By SCM Staff Writer I Sunday, October 05, 2025
GAZA, Palestine – A senior leader of the Islamic Resistance Movement, Hamas, on Sunday condemned what he called an “unprecedented settlement escalation” in the West Bank, citing the establishment of 117 new settlement outposts since the October 7, 2023, attacks.
Mahmoud Mardawi, a prominent figure in the terror organization, claimed the new outposts are part of a “systematic policy to swallow more Palestinian lands and impose Judaization facts on the ground,” which he asserts is designed to achieve Israel’s “dream of annexation and displacement.”
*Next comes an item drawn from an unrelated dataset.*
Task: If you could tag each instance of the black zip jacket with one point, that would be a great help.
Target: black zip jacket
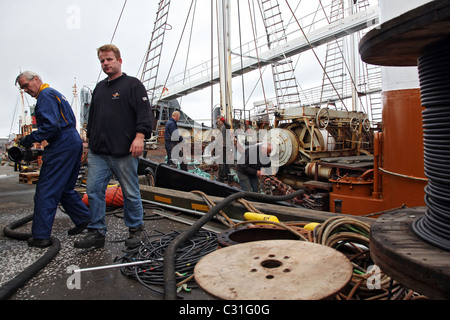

In a statement released today, Mardawi explicitly linked the expansion of settlements to a parallel “unprecedented escalation in military and field attacks across all governorates of the West Bank.”
He enumerated these as including “raids, arrests, demolition of homes, confiscation of property, and the imposition of a suffocating siege on cities, villages, and camps,” which he characterized as an attempt to “extinguish the spirit of resistance and break the steadfastness of the Palestinian people.”
The Hamas leader went on to accuse Israel of implementing a “fully integrated apartheid policy” with the goal of “empty[ing] the land of its original inhabitants,” which he deemed a “flagrant violation of all international laws and agreements.”
Mardawi concluded his statement with a defiant call to arms, affirming that “our people will continue their resistance and steadfastness in the face of settlement and aggression,” and vowing that “all occupation projects will be shattered before the will of the Palestinian who clings to his land and identity.”
Mardawi’s remarks come amid heightened international scrutiny on settlement construction and settler violence in the West Bank, issues which have been repeatedly raised by governments and human rights organizations, particularly following the outbreak of the war in Gaza.
Israel, for its part, routinely defends its presence and activities in the West Bank as a matter of security and historical right, and maintains that outposts constructed without state authorization are illegal under Israeli law, although critics argue enforcement is often negligible or selectively applied.